Whilst listening in, via Skype, on the School meeting yesterday, I treated it as radio and also started tinkering with an XSLT converter for transforming OU-XML to something I can get into a Jupyter notebook form. (If anyone can point me to official OU XSLT transformers for OU-XML, that’d be really useful…)
I’m 15 years out of XSLT, so I’ve started with an easy converter into HTML that is most of the way there now for common OU-XML elements, as well as one that will convert into a markdown format supported by Jupytext, which would allow me to go OU-XML-md-ipynb. I also wonder if an OU-XML-ipynb (JSON) rout might be a useful exercise.
But then I started wondering… would it make more sense to try to get it into Pandoc? Pandoc recently announced Jupyter notebook/ipynb support as a native converter, so what are the routes in and out of pandoc?

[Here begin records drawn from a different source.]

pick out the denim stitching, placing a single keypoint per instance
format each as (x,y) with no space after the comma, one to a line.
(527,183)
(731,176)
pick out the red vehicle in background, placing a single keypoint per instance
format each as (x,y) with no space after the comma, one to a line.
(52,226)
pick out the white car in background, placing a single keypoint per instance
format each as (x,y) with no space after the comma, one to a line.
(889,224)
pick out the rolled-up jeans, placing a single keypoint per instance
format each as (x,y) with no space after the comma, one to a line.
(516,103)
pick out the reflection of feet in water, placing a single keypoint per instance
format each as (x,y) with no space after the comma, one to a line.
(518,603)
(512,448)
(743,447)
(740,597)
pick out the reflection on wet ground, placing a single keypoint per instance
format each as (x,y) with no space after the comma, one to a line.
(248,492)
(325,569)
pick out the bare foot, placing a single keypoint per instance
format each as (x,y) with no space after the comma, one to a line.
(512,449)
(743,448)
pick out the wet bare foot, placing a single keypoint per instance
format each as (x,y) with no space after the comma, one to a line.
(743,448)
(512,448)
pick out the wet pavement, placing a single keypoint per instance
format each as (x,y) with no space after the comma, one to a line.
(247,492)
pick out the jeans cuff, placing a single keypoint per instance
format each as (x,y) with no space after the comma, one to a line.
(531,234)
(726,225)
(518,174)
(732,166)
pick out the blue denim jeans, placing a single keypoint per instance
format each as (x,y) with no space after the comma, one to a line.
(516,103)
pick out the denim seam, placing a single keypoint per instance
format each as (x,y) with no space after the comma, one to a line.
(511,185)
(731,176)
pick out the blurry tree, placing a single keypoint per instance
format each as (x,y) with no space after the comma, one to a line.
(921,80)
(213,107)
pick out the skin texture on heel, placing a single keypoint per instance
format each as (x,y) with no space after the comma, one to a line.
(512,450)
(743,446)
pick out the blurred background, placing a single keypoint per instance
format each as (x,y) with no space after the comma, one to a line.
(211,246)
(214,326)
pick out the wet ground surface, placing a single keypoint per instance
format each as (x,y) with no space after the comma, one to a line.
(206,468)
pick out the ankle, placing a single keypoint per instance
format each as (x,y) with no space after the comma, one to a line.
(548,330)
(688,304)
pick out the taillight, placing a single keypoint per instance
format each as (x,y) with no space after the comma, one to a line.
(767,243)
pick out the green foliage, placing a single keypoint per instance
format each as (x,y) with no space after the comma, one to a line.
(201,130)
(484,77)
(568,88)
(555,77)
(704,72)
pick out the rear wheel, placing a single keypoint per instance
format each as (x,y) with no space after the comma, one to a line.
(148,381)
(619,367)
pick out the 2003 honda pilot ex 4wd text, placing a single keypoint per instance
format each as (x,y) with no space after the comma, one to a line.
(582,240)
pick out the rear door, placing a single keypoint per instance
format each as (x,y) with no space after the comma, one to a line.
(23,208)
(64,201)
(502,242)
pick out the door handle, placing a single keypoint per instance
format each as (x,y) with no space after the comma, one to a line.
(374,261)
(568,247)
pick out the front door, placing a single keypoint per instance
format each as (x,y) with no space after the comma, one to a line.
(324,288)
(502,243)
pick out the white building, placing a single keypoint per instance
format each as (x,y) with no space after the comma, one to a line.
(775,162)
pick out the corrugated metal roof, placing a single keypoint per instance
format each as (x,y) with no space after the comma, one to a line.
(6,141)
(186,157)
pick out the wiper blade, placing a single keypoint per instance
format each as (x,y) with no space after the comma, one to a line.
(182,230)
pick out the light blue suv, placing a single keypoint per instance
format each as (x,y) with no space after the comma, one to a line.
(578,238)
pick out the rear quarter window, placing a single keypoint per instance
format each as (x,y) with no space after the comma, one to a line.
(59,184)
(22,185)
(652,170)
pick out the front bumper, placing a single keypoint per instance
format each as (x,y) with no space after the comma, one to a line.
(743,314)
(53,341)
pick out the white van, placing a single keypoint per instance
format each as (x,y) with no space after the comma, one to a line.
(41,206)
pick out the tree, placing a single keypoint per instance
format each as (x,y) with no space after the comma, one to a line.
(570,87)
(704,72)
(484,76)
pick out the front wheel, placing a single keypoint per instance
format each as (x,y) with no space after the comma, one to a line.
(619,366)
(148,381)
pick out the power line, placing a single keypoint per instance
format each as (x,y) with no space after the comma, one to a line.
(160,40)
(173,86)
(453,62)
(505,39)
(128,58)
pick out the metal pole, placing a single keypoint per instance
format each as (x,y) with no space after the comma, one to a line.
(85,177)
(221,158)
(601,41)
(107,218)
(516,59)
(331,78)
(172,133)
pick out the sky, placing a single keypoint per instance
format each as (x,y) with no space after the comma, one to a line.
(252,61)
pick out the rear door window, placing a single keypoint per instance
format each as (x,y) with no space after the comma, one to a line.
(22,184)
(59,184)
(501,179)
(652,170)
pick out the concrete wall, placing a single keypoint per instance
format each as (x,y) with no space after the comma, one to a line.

Poking around, it seems that pandoc represents things internally using its own AST (abstract syntax tree). Pandoc filters let you write your own output filters for converting documents represented using the AST in whatever format you want. There are a couple of Python packages that support writing pandoc output filters: pandocfilters, which includes examples, and panflute (docs), which has a separate examples repo; there’s also this handy overview of Technical Writing with Pandoc and Panflute.
So that’s the first question: can I write a filter to generate a valid OU-XML document? OU-XML probably has some structural elements that are not matched by pandoc AST elements, but can these be encoded somehow as extensions to the AST, or represented as text elements in documents produced by pandoc that could be post-processed into OU-XML elements?
Going the other way, it seems that pandoc can ingest a JSON format that serialises the Pandoc AST structure, so if I can convert OU-XML into that then it would make life a lot easier for generating a wide range of output document formats from OU-XML.
The AST is documented here; we can also output documents in the serialised AST/json by using the json
output format which could provide a useful crib…
So here’s the quandary… do I spend the rest of the morning finishing off my hack XSLT converter, or do I switch track and try to go down the pandoc route? Hmmm… maybe I should finish what I started: it’ll give me a bit more XSLT practice and should result in enough of an approximation of OU-XML content in notebooks that we can start to see whether that sort of conversion even makes sense.
PS For other possible routes to OU-XML, eg from a Jupyter notebook via an nbconvert
template, see Initial Notes… Jupyter Notebook To OU-XML.